Synthesis and characterization of novel substituted thiophene derivatives and discovery of their carbonic anhydrase and acetylcholinesterase inhibition effects


Cetin A., Turkan F., Taslimi P., GÜLÇİN İ.

JOURNAL OF BIOCHEMICAL AND MOLECULAR TOXICOLOGY, vol.33, no.3, 2019 (SCI-Expanded) identifier identifier identifier

  • Publication Type: Article / Article
  • Volume: 33 Issue: 3
  • Publication Date: 2019
  • Doi Number: 10.1002/jbt.22261
  • Journal Name: JOURNAL OF BIOCHEMICAL AND MOLECULAR TOXICOLOGY
  • Journal Indexes: Science Citation Index Expanded (SCI-EXPANDED), Scopus
  • Keywords: acetylcholinesterase, carbonic anhydrase, enzyme inhibition, synthesis, thiophene, GLUTATHIONE-S-TRANSFERASE, BIOLOGICAL EVALUATION, ISOENZYMES I, CRYSTAL-STRUCTURE, MANNICH-BASES, 1ST SYNTHESIS, BUTYRYLCHOLINESTERASE, CHALCONES, ANTICANCER, BROMOPHENOLS
  • Van Yüzüncü Yıl University Affiliated: No

Abstract

Novel substituted thiophene derivatives (1, 2a-e, 3, and 4) were synthesized and their structures were characterized by infrared radiation, nuclear magnetic resonance, and mass analysis.
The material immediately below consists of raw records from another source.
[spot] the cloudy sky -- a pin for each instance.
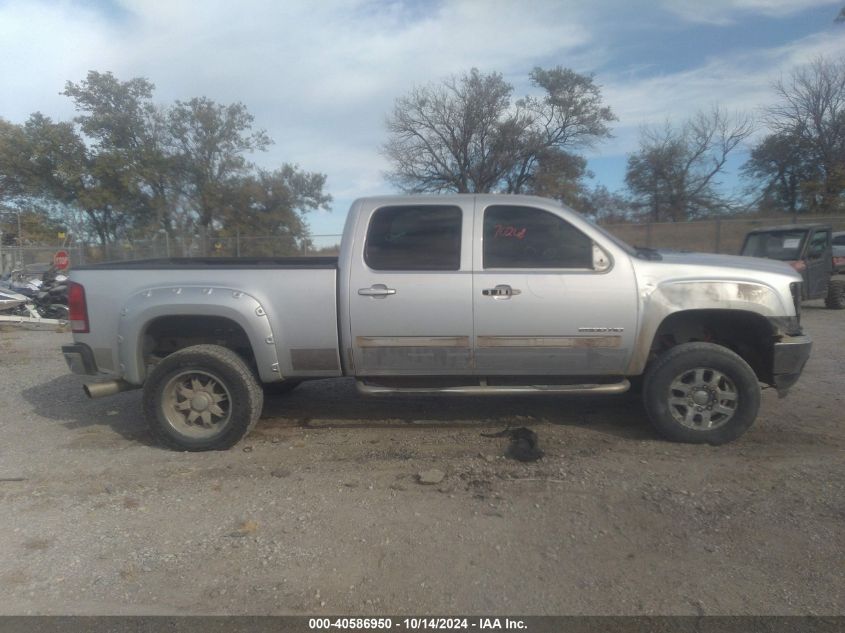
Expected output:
(321, 75)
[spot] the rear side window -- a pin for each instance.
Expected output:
(525, 237)
(818, 244)
(423, 237)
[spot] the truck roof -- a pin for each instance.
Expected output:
(438, 198)
(789, 227)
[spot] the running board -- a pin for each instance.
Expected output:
(499, 390)
(33, 323)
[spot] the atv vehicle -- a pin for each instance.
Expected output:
(808, 249)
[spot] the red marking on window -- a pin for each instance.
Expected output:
(510, 231)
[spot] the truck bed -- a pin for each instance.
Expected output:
(296, 295)
(187, 263)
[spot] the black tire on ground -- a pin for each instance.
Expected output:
(701, 393)
(280, 388)
(835, 298)
(202, 398)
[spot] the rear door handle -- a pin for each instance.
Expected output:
(502, 291)
(379, 291)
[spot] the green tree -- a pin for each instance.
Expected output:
(673, 175)
(807, 140)
(211, 141)
(276, 202)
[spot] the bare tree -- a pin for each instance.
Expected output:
(465, 135)
(811, 110)
(674, 174)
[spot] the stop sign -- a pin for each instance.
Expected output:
(61, 260)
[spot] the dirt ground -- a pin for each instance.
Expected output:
(320, 510)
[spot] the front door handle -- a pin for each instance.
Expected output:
(502, 291)
(379, 291)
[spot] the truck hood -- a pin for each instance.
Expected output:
(733, 263)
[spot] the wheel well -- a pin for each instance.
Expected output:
(748, 334)
(166, 335)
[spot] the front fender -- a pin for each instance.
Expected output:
(659, 301)
(230, 303)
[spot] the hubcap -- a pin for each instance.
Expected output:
(196, 404)
(702, 398)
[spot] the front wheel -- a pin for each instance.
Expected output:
(202, 398)
(835, 299)
(701, 393)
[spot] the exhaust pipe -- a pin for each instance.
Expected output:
(102, 389)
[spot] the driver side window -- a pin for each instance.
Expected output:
(525, 237)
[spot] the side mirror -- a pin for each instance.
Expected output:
(601, 260)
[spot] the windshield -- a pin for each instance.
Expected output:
(782, 245)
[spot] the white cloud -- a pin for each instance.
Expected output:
(727, 11)
(739, 82)
(321, 76)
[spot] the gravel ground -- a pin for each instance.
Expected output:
(320, 510)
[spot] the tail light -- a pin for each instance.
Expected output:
(77, 308)
(795, 288)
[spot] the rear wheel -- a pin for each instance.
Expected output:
(701, 393)
(201, 398)
(835, 298)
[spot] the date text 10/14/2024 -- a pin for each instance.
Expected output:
(417, 624)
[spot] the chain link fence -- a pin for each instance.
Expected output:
(708, 236)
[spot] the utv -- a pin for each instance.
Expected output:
(808, 249)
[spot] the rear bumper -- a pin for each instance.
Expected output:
(790, 356)
(80, 359)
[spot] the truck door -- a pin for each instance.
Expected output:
(819, 263)
(410, 290)
(547, 300)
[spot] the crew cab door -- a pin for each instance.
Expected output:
(819, 263)
(547, 299)
(410, 290)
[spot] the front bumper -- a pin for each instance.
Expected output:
(80, 359)
(790, 356)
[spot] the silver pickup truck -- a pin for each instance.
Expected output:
(464, 294)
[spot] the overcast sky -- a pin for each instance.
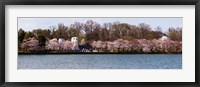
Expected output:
(28, 24)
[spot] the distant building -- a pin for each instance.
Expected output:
(74, 39)
(164, 38)
(61, 40)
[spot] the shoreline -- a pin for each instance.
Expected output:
(63, 53)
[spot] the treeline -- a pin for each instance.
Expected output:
(108, 33)
(93, 31)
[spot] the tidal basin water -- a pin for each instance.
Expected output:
(100, 61)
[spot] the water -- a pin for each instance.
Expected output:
(101, 61)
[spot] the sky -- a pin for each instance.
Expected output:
(28, 24)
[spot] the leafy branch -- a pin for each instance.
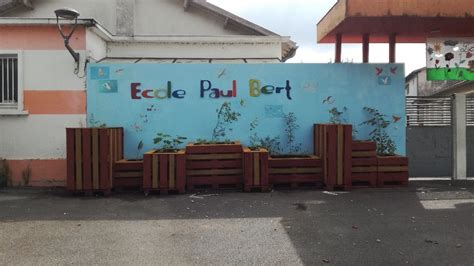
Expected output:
(168, 142)
(225, 118)
(385, 144)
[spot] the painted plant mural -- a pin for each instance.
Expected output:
(450, 59)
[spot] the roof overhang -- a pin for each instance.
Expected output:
(288, 47)
(9, 5)
(411, 20)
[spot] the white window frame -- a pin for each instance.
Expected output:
(19, 109)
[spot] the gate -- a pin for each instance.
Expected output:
(430, 136)
(470, 135)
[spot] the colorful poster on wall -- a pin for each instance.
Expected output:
(243, 102)
(450, 58)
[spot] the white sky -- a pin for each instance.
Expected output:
(298, 19)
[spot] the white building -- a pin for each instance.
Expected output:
(43, 90)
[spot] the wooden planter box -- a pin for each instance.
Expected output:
(333, 144)
(164, 172)
(364, 163)
(295, 171)
(128, 174)
(91, 153)
(392, 171)
(214, 165)
(256, 170)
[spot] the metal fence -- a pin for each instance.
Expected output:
(8, 81)
(429, 111)
(470, 111)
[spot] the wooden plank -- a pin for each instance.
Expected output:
(372, 177)
(398, 176)
(364, 146)
(78, 157)
(95, 158)
(213, 172)
(71, 162)
(128, 183)
(218, 180)
(147, 171)
(248, 168)
(214, 156)
(120, 143)
(256, 168)
(283, 179)
(364, 153)
(128, 174)
(164, 169)
(366, 169)
(340, 155)
(392, 160)
(316, 140)
(324, 153)
(155, 171)
(393, 168)
(125, 165)
(111, 156)
(172, 172)
(237, 163)
(213, 148)
(180, 172)
(294, 162)
(104, 159)
(331, 149)
(294, 170)
(365, 161)
(347, 156)
(264, 169)
(86, 158)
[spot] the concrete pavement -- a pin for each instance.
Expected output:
(428, 223)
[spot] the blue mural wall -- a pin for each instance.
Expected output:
(182, 99)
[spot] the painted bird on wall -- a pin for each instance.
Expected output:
(378, 71)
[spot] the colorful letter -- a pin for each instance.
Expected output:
(268, 89)
(288, 89)
(203, 89)
(254, 87)
(135, 91)
(179, 94)
(215, 94)
(146, 94)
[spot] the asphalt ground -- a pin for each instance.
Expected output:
(427, 223)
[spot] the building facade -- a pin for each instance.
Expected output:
(43, 91)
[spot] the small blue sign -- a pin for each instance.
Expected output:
(274, 111)
(100, 72)
(385, 80)
(108, 86)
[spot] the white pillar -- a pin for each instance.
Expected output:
(459, 136)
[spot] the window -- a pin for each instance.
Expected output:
(11, 93)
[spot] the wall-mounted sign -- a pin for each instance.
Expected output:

These novel substituted thiophene derivatives were effective inhibitor compounds of the carbonic anhydrase I and II isozymes (hCA I and II), and acetylcholinesterase (AChE) enzyme with K-i values in the range of 447.28 to 1004.65 nM for hCA I, 309.44 to 935.93 nM for hCA II, and 0.28 to 4.01 nM for AChE, respectively. Novel substituted thiophene derivatives can be good candidate drugs for the treatment of some diseases like neurological disorders, epilepsy, glaucoma, gastric and duodenal ulcers, mountain sickness, or osteoporosis as carbonic anhydrase isozymes inhibitors, and for the treatment of Alzheimer's and Parkinson's diseases as acetylcholinesterase inhibitors.